Ich schätze Prof. Donges als Ökonom sehr. Seine Analyse der Entwicklung der spanischen Krise ist im Großen und Ganzen schlüssig. Seine Kritik an Zapatero mag berechtigt sein, er untermauert sie in seinem Text nur wenig.
Ich frage mich insbesondere: Wer hätte diese Entwicklung stoppen können? Von wem hätte man erwarten können, diese Entwicklung überhaupt stoppen zu wollen?
"Das erfolgreichste Bundesland Baden-Württemberg wählt seine Regierung ab."
Das tut es ja nicht wegen des wirtschaftlichen Erfolges, sondern wegen eines Staatsprojektes, das teils allzu autokratisch verkauft wurde und das die Vorlage für populistische Manöver derjenigen Partei bot, die nun den MP stellt.
"Aber Bremen ist wirklich krass: Das einzige Bundesland, in dem eine Partei von 1949-2011 durchregieren durfte. Und zwar mit katastrophaler Leistungsbilanz."
Da ist das Argument doch simpel: "Mit den andern wär es noch viel schlechter." Die SPD hat eben das Image, ob zu Recht oder nicht, sich für die "kleinen Leute" einzusetzen. Für die hohen Arbeitslosenzahlen usw. kann man eben viele Ursachen finden: Renditegeile Unternehmer, die die Betriebe ins Ausland verlagern, Pech usw. Vielleicht war die Wirtschaftsförderung in BRemen nicht optimal? Kaum zu beweisen,und: Was zählt das, wenn Henning Scherf ein sympathischer Mann war, der mit dem Fahrrad ins Rathaus fuhr. Und der dank des bündischen Prinzips seinen Haushalt durch Milliarden-Sonderzahlungen des Bundes aufgefüllt bekam.
Zitat von Westfale"Das erfolgreichste Bundesland Baden-Württemberg wählt seine Regierung ab."
Das tut es ja nicht wegen des wirtschaftlichen Erfolges, sondern wegen eines Staatsprojektes, das teils allzu autokratisch verkauft wurde und das die Vorlage für populistische Manöver derjenigen Partei bot, die nun den MP stellt.
Manchmal wird eine Regierung wegen wirtschaftlichen Mißerfolgs abgewählt, wie gestern die von José Sócrates. Aber umgekehrt ist eine Regierung, die wirtschaftlich erfolgreich ist, keineswegs vor einer Abwahl sicher.
Eher im Gegenteil: Wenn die Leute sich, wie in BW, über Jahrzehnten an den Wohlstand gewöhnt haben, halten sie ihn für selbstverständlich. Da es ihnen wirtschaftlich gut geht, können sie ruhig emotional und ideologisch wählen.
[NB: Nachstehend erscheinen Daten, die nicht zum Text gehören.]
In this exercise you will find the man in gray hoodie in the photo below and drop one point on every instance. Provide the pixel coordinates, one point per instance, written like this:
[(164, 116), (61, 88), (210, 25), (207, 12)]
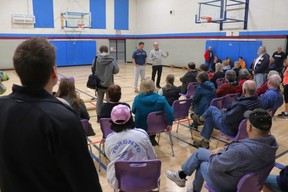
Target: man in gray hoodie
[(224, 167), (106, 67)]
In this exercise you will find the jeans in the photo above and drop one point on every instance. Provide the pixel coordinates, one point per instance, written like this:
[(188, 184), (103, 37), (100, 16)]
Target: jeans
[(198, 161), (158, 69), (260, 79), (139, 70), (100, 98), (213, 119)]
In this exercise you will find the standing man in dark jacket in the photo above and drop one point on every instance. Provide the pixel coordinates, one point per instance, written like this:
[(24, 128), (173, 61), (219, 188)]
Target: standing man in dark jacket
[(42, 142), (106, 67), (189, 77), (223, 168), (261, 67), (228, 121)]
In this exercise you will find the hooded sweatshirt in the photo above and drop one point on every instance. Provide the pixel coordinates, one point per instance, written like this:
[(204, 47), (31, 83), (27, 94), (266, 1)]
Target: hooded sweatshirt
[(147, 103), (106, 66), (204, 94), (241, 158)]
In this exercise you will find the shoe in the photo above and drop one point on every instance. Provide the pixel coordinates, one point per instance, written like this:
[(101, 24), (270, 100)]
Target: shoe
[(174, 176), (201, 144)]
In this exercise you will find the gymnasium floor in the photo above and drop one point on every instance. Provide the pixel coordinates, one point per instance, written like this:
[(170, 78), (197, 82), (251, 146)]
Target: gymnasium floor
[(182, 146)]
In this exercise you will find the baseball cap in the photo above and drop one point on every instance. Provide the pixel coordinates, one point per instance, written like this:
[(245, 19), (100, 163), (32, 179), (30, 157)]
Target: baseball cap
[(259, 118), (120, 114)]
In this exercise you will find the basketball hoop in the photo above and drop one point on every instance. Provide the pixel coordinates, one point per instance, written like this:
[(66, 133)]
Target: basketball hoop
[(205, 19)]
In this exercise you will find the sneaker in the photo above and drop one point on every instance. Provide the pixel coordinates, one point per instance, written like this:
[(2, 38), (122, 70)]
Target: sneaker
[(202, 144), (174, 176)]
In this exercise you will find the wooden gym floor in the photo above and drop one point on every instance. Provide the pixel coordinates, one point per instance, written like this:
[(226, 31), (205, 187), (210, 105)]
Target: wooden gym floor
[(182, 141)]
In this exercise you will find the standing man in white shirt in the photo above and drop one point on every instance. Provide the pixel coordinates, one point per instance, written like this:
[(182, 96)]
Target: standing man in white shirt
[(156, 56)]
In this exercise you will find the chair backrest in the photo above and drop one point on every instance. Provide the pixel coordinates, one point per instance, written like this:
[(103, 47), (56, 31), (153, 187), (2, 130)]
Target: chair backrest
[(181, 108), (140, 176), (105, 125), (191, 89), (217, 102), (85, 124), (156, 122), (253, 182)]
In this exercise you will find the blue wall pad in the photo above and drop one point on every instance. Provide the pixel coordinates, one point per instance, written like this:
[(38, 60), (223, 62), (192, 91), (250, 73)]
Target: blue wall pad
[(44, 14), (71, 53), (121, 14), (98, 14), (234, 49)]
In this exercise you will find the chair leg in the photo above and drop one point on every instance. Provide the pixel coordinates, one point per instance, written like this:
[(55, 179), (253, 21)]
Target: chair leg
[(171, 142)]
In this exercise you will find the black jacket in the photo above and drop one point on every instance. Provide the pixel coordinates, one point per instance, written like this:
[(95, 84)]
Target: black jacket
[(42, 145)]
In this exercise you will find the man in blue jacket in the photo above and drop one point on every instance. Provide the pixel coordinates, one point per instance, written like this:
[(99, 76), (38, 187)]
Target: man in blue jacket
[(223, 168), (228, 120), (42, 142)]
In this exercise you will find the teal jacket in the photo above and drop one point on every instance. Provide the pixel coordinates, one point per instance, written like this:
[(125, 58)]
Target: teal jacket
[(147, 103)]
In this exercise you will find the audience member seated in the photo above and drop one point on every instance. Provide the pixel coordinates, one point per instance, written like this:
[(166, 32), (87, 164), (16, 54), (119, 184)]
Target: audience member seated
[(204, 67), (126, 142), (226, 66), (148, 101), (223, 168), (272, 98), (216, 60), (113, 98), (276, 183), (230, 87), (169, 91), (261, 90), (242, 62), (189, 77), (218, 74), (204, 94), (228, 120)]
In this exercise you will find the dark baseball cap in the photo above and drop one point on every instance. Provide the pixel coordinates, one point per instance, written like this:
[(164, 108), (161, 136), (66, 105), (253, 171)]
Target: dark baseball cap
[(259, 118)]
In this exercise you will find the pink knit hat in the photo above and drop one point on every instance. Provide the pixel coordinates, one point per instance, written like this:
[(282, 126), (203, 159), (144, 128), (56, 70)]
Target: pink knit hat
[(120, 114)]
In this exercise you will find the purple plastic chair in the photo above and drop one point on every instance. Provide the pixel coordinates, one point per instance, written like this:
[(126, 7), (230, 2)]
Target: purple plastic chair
[(157, 123), (191, 89), (252, 182), (105, 126), (138, 176), (181, 111), (242, 133)]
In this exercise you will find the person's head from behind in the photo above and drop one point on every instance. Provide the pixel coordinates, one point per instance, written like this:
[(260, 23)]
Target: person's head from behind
[(147, 86), (34, 62), (274, 81), (244, 74), (156, 45), (259, 123), (230, 75), (121, 118), (249, 88), (191, 66), (202, 77), (114, 93), (141, 45), (103, 49), (218, 67), (204, 67)]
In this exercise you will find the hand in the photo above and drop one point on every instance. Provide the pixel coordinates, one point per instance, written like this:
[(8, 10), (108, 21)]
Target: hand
[(216, 151), (169, 128)]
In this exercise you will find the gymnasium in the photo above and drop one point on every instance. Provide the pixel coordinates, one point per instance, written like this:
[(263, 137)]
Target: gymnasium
[(202, 81)]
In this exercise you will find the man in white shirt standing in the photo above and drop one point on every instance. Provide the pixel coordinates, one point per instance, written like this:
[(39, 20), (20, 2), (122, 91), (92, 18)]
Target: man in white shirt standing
[(156, 56)]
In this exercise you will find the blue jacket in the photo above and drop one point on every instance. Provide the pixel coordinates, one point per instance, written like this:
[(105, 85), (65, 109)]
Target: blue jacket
[(147, 103), (271, 99), (204, 94)]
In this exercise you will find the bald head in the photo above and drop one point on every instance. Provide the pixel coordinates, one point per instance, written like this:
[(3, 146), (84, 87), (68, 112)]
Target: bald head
[(249, 88), (274, 81)]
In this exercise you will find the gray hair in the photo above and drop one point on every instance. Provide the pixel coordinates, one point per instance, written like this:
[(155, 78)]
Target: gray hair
[(230, 75), (218, 67)]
Stuttgart21 dürfte eine Rolle gespielt haben. Eine größere möglicherweise aber Fukushima. In den Umfragen waren ja vor Fukushima die Grünen wieder abgesackt gewesen, und Mappus hatte gute Aussichten auf einen Sieg gehabt.
Zitat von Westfale"Aber Bremen ist wirklich krass: Das einzige Bundesland, in dem eine Partei von 1949-2011 durchregieren durfte. Und zwar mit katastrophaler Leistungsbilanz."
Da ist das Argument doch simpel: "Mit den andern wär es noch viel schlechter." Die SPD hat eben das Image, ob zu Recht oder nicht, sich für die "kleinen Leute" einzusetzen.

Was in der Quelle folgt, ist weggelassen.